07/17/2023 9:50 A.M.
3 minute read
A U.S. Supreme Court ruling this summer found that litigation in district courts should be put on hold when a party appeals the case on the grounds it should first be reviewed in arbitration.
The decision in Coinbase, Inc. v. Bielski (PDF) favored the plaintiff, a cryptocurrency exchange, in that if an appeal is filed against a dispute in district courts with the goal to settle it in private arbitration, the case must be stayed until that is resolved, according to Reuters.
It reversed a ruling in the U.S. Court of Appeals for the 9th Circuit denying Coinbase’s attempt to have a putative class action settled through arbitration, not in court, according to a report on SCOTUSblog by Ronald Mann.
It also settled a circuit court split on the issue, leaving the decision to stay a case pending arbitration to trial judges.
According to a summary of the case from ACA International member company Barron & Newburger, the decision “represents a significant victory for businesses that seek to appeal denials of motions to compel arbitration.”

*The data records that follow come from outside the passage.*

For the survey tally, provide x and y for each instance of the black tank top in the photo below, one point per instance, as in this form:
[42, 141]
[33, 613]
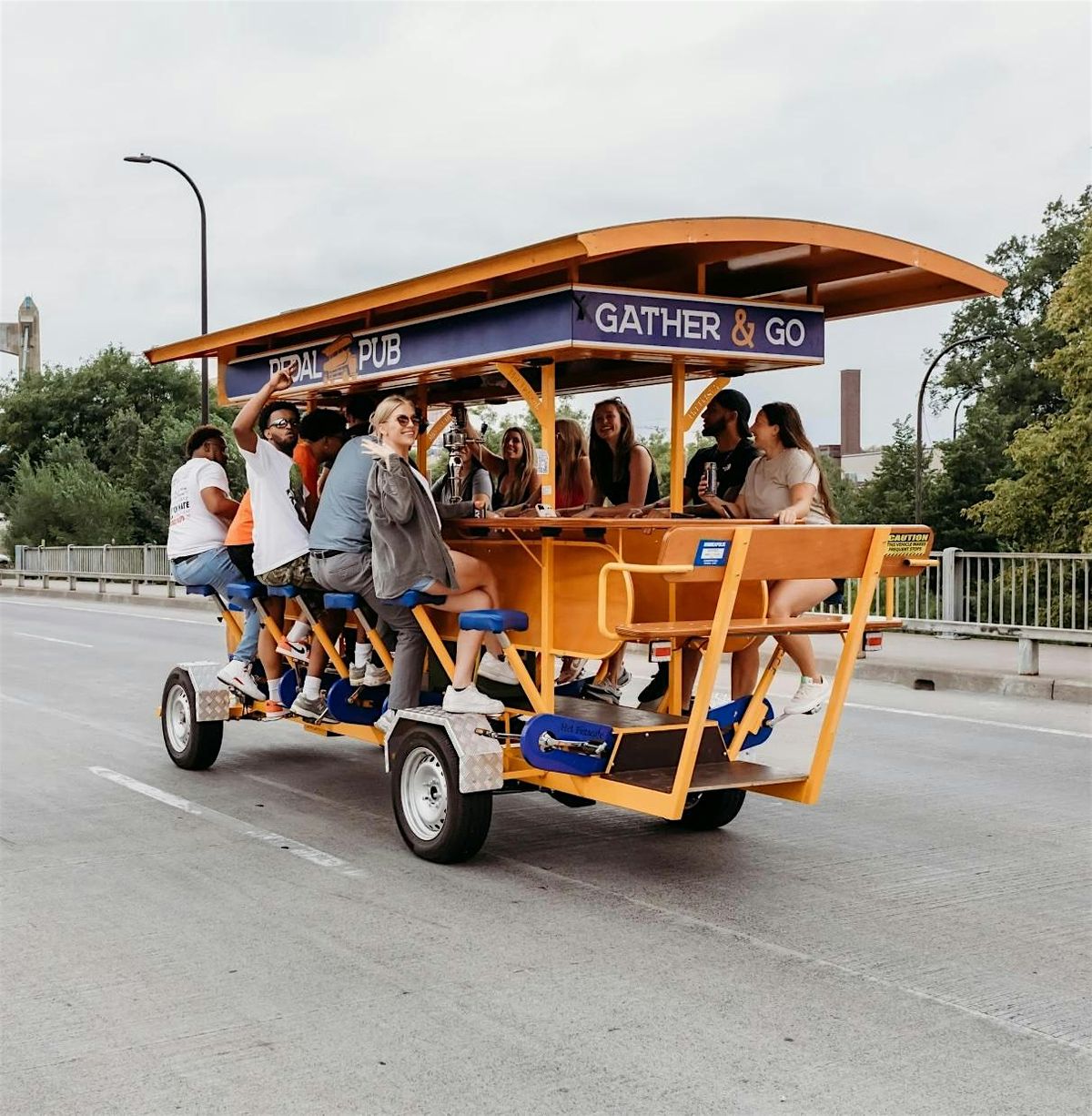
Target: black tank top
[617, 492]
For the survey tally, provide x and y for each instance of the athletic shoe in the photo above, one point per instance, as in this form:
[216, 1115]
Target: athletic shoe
[602, 691]
[809, 697]
[470, 700]
[289, 650]
[571, 668]
[497, 670]
[310, 709]
[657, 686]
[376, 675]
[237, 675]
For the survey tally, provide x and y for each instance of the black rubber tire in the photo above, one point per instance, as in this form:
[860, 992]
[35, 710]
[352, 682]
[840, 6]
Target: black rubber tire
[191, 744]
[711, 809]
[423, 758]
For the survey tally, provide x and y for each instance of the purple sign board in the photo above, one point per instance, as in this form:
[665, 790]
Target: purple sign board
[567, 317]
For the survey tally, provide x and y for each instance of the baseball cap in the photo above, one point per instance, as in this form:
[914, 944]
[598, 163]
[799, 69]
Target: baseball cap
[731, 400]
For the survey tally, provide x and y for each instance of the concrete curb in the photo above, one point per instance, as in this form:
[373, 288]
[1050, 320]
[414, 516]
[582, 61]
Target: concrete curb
[928, 677]
[127, 601]
[907, 675]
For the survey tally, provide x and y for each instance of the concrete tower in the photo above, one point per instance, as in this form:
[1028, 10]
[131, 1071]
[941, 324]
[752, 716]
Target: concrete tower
[23, 339]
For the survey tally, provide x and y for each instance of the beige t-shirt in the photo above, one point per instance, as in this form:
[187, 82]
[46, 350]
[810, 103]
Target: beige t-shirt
[770, 480]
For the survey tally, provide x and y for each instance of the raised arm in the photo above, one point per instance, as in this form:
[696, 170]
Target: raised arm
[218, 503]
[243, 426]
[480, 451]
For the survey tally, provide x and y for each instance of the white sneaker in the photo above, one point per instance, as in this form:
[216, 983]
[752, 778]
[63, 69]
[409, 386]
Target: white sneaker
[376, 675]
[290, 650]
[470, 700]
[497, 670]
[809, 697]
[237, 675]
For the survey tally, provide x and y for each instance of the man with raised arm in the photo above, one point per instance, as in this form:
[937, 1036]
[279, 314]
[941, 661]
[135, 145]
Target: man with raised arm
[201, 510]
[281, 547]
[726, 419]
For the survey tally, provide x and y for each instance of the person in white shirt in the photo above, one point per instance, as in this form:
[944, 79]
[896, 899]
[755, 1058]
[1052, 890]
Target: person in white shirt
[281, 543]
[201, 510]
[787, 485]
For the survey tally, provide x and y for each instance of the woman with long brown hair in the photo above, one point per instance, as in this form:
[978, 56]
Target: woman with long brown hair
[622, 469]
[787, 484]
[515, 479]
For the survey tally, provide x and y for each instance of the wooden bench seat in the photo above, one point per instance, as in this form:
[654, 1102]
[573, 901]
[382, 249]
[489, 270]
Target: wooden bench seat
[696, 630]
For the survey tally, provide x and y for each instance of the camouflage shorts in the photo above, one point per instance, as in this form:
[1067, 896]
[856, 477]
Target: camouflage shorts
[298, 573]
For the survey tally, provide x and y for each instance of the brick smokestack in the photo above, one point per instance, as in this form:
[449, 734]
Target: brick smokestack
[851, 411]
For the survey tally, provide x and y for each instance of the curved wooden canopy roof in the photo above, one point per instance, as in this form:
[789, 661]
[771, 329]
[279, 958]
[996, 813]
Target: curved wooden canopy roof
[848, 271]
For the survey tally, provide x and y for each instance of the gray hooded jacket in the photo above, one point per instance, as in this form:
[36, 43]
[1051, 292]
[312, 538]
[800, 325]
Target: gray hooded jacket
[406, 543]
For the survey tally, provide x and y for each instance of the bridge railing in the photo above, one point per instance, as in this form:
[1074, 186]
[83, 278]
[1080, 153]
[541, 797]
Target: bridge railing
[1028, 597]
[135, 564]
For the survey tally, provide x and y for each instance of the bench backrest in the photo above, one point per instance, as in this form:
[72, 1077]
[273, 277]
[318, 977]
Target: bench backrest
[796, 553]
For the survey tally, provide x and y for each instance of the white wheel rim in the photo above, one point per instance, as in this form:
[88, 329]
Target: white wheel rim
[177, 721]
[424, 794]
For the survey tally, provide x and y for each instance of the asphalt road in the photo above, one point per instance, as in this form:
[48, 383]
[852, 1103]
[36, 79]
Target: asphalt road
[257, 938]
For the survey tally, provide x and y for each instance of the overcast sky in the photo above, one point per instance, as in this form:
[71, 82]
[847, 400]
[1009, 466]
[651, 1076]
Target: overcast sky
[344, 145]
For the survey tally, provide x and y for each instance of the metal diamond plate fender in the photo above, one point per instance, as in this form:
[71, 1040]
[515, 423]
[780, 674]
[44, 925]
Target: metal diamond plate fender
[480, 762]
[213, 697]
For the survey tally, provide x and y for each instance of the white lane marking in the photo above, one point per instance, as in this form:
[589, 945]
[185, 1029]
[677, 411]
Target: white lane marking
[971, 720]
[236, 825]
[134, 613]
[53, 638]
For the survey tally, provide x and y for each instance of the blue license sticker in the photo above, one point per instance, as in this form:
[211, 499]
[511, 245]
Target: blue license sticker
[712, 553]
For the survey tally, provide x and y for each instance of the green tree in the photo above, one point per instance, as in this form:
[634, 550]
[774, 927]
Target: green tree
[1014, 380]
[66, 499]
[129, 418]
[1046, 504]
[844, 492]
[888, 497]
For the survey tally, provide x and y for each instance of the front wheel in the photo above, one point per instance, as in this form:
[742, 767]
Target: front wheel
[435, 818]
[191, 744]
[710, 809]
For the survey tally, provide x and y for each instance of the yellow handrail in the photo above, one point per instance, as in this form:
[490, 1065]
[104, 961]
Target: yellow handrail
[626, 567]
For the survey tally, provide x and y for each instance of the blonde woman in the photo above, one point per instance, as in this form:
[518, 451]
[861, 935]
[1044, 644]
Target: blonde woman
[409, 553]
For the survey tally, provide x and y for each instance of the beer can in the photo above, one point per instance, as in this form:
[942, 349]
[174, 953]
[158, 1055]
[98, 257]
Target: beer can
[711, 478]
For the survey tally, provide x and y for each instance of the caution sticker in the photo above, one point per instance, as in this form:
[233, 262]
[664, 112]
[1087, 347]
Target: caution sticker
[908, 543]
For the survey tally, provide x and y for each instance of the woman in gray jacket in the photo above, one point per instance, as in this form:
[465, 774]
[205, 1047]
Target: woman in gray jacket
[409, 553]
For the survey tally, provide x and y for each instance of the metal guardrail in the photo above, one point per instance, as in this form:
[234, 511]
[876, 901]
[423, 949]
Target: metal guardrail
[136, 564]
[1028, 597]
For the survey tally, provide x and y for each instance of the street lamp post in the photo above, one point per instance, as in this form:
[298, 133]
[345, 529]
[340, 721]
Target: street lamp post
[204, 271]
[925, 383]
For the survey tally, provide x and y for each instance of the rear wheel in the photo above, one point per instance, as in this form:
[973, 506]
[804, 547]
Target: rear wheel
[435, 818]
[191, 744]
[710, 809]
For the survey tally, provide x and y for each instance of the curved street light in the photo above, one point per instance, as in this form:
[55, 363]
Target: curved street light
[204, 272]
[925, 383]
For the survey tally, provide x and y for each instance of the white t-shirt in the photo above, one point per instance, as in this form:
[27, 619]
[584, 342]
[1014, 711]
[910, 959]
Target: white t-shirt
[770, 480]
[193, 527]
[277, 498]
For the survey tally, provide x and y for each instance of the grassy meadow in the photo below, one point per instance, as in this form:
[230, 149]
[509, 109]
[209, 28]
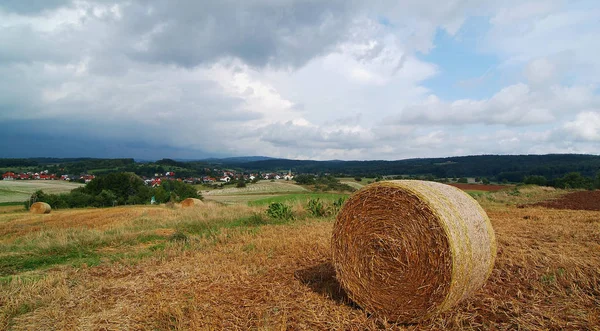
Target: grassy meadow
[231, 267]
[21, 190]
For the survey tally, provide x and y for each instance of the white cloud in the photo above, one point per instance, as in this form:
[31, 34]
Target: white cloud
[301, 79]
[586, 126]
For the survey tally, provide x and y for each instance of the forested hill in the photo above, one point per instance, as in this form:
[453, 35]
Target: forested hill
[511, 167]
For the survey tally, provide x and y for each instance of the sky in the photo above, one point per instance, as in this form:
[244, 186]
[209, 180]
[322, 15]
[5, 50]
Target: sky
[299, 79]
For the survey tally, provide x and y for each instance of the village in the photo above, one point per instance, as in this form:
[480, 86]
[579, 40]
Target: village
[227, 177]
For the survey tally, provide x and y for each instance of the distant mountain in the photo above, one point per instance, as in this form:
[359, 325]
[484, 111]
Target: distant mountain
[510, 167]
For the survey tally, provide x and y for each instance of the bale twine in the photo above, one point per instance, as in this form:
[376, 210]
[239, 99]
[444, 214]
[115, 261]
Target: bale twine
[407, 250]
[40, 208]
[191, 202]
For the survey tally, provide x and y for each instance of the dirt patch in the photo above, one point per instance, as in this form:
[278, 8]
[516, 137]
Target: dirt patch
[480, 187]
[584, 200]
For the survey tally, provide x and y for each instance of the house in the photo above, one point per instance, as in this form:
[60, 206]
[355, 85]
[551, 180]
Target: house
[88, 178]
[9, 176]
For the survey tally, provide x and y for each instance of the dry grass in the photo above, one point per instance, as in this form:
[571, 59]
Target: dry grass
[258, 188]
[408, 249]
[547, 274]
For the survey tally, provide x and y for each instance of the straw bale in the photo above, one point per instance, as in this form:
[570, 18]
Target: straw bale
[191, 202]
[408, 250]
[40, 208]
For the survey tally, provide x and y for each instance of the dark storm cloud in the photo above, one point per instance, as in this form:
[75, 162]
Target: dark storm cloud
[280, 33]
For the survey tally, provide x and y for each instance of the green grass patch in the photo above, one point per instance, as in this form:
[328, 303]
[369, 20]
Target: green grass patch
[12, 203]
[42, 259]
[302, 198]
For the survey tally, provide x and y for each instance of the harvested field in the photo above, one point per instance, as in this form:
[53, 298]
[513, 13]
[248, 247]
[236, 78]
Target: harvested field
[258, 188]
[584, 200]
[222, 268]
[480, 187]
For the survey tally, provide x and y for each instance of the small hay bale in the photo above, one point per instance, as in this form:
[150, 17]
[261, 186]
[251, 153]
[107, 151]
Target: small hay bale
[40, 208]
[191, 202]
[407, 250]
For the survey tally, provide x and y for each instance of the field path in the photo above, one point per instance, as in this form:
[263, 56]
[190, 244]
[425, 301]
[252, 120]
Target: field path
[259, 188]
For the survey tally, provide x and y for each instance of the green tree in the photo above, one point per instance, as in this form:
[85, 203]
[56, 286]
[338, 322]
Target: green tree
[304, 179]
[536, 180]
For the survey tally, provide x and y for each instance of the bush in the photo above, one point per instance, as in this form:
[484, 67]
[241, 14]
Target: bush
[536, 180]
[337, 205]
[316, 208]
[280, 211]
[304, 179]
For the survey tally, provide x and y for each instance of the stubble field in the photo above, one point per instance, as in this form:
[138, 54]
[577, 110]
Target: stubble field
[230, 267]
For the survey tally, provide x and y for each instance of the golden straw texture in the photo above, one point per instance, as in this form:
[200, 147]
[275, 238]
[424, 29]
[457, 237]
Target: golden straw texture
[191, 202]
[40, 208]
[407, 250]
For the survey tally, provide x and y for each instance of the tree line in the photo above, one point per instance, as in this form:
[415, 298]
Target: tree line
[117, 189]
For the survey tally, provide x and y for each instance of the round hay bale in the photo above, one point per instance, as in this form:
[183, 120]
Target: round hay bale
[40, 208]
[191, 202]
[407, 250]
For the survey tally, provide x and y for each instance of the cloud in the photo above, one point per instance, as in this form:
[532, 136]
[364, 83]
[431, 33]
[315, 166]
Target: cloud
[31, 6]
[300, 79]
[586, 126]
[517, 104]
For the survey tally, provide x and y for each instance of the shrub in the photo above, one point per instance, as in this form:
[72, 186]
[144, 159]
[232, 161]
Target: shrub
[178, 236]
[304, 179]
[337, 205]
[280, 211]
[316, 208]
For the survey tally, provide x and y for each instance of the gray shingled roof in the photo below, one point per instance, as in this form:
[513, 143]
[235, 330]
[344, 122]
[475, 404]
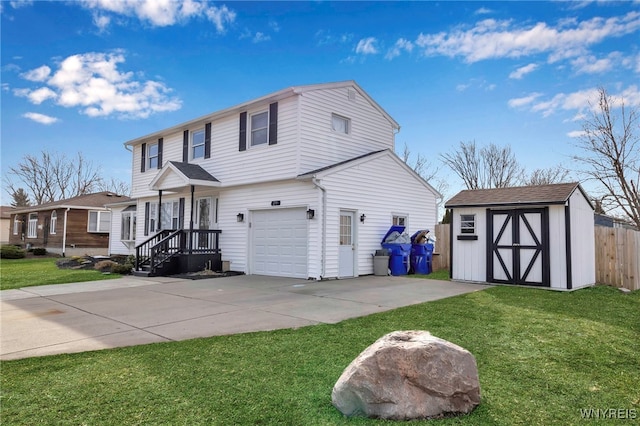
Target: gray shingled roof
[322, 169]
[193, 171]
[95, 200]
[517, 195]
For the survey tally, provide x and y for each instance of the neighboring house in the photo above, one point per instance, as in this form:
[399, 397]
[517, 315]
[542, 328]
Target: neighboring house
[5, 223]
[533, 235]
[75, 226]
[300, 183]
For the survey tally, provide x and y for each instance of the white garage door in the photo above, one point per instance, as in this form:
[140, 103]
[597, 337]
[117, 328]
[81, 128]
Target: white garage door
[279, 243]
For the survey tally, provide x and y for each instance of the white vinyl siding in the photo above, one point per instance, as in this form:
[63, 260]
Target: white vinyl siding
[99, 221]
[321, 146]
[358, 188]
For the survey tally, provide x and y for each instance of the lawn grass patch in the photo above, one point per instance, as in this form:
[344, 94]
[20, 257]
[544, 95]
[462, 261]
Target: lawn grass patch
[17, 273]
[542, 356]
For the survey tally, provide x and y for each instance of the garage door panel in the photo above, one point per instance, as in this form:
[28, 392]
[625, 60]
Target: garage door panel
[279, 243]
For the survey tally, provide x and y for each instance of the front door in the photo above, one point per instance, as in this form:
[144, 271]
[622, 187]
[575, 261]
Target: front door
[346, 255]
[204, 220]
[518, 247]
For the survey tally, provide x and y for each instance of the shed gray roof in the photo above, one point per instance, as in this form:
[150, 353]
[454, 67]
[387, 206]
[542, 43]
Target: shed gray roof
[517, 195]
[193, 171]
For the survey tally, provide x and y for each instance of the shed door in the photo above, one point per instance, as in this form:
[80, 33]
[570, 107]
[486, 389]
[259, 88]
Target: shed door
[279, 243]
[518, 244]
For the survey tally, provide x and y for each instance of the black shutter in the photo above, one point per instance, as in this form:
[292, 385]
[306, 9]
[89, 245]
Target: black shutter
[144, 158]
[207, 140]
[181, 213]
[273, 123]
[185, 146]
[243, 132]
[160, 152]
[146, 218]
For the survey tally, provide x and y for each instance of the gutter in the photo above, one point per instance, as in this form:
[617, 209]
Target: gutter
[323, 237]
[64, 232]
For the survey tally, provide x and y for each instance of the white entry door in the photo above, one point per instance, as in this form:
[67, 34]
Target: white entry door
[279, 242]
[204, 220]
[346, 255]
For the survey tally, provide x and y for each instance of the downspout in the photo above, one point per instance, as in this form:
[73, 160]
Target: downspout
[323, 239]
[64, 231]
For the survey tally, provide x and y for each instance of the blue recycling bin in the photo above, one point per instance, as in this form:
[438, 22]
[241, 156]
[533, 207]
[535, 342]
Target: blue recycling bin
[399, 254]
[421, 256]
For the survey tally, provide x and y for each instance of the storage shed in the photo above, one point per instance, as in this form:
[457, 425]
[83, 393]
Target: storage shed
[533, 235]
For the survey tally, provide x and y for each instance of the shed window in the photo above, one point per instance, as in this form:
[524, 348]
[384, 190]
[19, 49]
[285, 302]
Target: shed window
[467, 224]
[99, 221]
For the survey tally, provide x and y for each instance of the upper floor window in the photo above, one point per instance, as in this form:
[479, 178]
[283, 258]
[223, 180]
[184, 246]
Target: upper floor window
[399, 220]
[16, 225]
[340, 124]
[152, 156]
[53, 222]
[260, 128]
[197, 144]
[467, 224]
[32, 228]
[99, 221]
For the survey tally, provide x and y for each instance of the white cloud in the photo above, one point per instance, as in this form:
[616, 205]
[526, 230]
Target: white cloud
[576, 133]
[260, 37]
[37, 74]
[522, 71]
[367, 46]
[401, 45]
[491, 39]
[93, 82]
[524, 101]
[160, 13]
[579, 101]
[40, 118]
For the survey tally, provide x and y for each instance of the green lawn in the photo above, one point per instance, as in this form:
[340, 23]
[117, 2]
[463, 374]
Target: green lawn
[542, 357]
[17, 273]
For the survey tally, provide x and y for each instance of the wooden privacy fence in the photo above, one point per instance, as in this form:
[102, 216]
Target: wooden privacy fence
[617, 257]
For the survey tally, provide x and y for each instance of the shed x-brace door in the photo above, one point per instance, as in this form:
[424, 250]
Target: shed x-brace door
[518, 247]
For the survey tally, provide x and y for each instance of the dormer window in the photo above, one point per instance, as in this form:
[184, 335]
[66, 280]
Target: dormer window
[197, 144]
[259, 128]
[340, 124]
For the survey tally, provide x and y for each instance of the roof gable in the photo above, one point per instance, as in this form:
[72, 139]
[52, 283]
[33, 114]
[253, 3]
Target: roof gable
[272, 97]
[186, 174]
[516, 195]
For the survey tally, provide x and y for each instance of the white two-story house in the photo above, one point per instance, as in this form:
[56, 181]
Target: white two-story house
[299, 183]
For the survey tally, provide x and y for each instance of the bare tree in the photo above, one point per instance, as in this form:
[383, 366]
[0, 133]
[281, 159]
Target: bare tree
[425, 169]
[610, 147]
[487, 167]
[549, 175]
[52, 177]
[20, 198]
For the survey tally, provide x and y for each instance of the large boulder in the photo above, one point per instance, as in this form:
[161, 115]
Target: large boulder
[409, 375]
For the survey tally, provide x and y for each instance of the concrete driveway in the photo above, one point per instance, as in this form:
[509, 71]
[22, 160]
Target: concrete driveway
[128, 311]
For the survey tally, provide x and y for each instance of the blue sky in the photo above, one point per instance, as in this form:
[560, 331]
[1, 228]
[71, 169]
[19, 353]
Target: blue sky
[90, 75]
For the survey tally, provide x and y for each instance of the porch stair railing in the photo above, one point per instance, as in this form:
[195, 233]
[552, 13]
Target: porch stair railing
[154, 255]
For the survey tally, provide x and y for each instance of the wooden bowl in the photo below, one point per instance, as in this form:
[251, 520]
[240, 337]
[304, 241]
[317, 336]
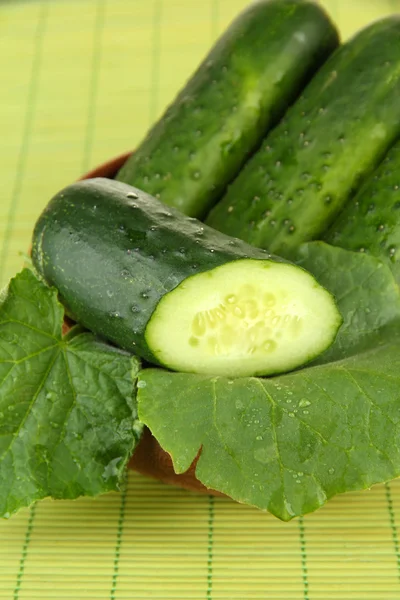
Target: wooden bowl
[149, 458]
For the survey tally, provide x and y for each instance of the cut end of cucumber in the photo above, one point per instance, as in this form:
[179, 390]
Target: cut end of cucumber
[247, 317]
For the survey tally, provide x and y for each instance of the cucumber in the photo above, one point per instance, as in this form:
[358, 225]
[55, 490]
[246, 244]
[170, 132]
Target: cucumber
[177, 293]
[370, 222]
[240, 90]
[330, 140]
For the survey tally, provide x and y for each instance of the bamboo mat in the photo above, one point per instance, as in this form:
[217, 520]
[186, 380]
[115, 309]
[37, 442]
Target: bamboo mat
[81, 81]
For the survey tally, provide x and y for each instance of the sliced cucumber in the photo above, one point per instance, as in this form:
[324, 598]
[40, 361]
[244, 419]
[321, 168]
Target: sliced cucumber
[247, 317]
[175, 291]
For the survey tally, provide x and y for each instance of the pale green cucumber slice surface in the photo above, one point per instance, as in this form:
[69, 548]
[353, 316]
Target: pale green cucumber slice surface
[247, 317]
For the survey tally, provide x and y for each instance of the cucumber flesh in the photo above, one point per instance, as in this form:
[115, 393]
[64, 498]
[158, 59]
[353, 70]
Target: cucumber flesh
[148, 279]
[247, 317]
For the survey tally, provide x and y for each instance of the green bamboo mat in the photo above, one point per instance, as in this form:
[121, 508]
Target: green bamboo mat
[82, 80]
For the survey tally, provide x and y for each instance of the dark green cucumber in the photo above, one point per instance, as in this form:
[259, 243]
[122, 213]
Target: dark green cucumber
[330, 140]
[370, 222]
[239, 91]
[177, 293]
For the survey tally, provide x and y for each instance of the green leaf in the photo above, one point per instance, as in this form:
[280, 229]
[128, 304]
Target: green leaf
[68, 416]
[286, 444]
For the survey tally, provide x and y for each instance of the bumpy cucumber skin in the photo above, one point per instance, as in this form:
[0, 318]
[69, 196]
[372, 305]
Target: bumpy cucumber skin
[240, 90]
[330, 140]
[112, 256]
[370, 222]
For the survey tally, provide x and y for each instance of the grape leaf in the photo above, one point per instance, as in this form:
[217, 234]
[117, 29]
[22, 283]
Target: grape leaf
[286, 444]
[68, 415]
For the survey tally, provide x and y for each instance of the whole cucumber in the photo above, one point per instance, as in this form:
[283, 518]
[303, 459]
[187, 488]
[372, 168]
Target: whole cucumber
[370, 222]
[330, 140]
[237, 94]
[174, 291]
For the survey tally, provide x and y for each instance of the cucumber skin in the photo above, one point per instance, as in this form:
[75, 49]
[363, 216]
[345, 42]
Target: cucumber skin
[239, 91]
[370, 222]
[119, 256]
[330, 140]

Of note, the decision by Justice Brett Kavanaugh, with Chief Justice Roberts and Justices Sam Alito, Neil Gorsuch and Amy Coney Barrett, states:
Because the question on appeal is whether the case belongs in arbitration or instead in the district court, the entire case is essentially “involved in the appeal.” 459 U. S., at 58. As Judge Easterbrook cogently explained, when a party appeals the denial of a motion to compel arbitration, whether “the litigation may go forward in the district court is precisely what the court of appeals must decide.” Bradford-Scott Data Corp. v. Physician Computer Network, Inc., 128 F. 3d 504, 506 (CA7 1997). Stated otherwise, the question of whether “the case should be litigated in the district court . . . is the mirror image of the question presented on appeal.” Id., at 505. Here, as elsewhere, it “makes no sense for trial to go forward while the court of appeals cogitates on whether there should be one.” Apostol v. Gallion, 870 F. 2d 1335, 1338 (CA7 1989). In short, Griggs dictates that the district court must stay its proceedings while the interlocutory appeal on arbitrability is ongoing.
Justice Kentanji Brown Jackson wrote a dissenting opinion with Justices Sonia Sotomayor and Elena Kagan and, in part, with Justice Clarence Thomas.
CFPB Rule on Nonbank Entities with Arbitration Agreements
As a refresher, the Consumer Financial Protection Bureau is in the final stages of a rulemaking that would create a registry of supervised nonbank entities with arbitration agreements in their contracts.
The bureau also has a rule in the final stages to require certain nonbank entities to register with the bureau when they are subject to local, state, or federal consumer protection agency or court orders, ACA previously reported.
Overall, ACA’s comments, led by lobbyist Leah Dempsey, shareholder at Brownstein Hyatt Farber Schreck, LLP, and using member feedback, say the CFPB’s actions in these proposed rules circumvent congressional intent of arbitration agreements, overextend the bureau’s authority and should not be completed until after the U.S. Supreme Court has issued its decision in a pending case on the constitutionality of the bureau’s structure, ACA previously reported.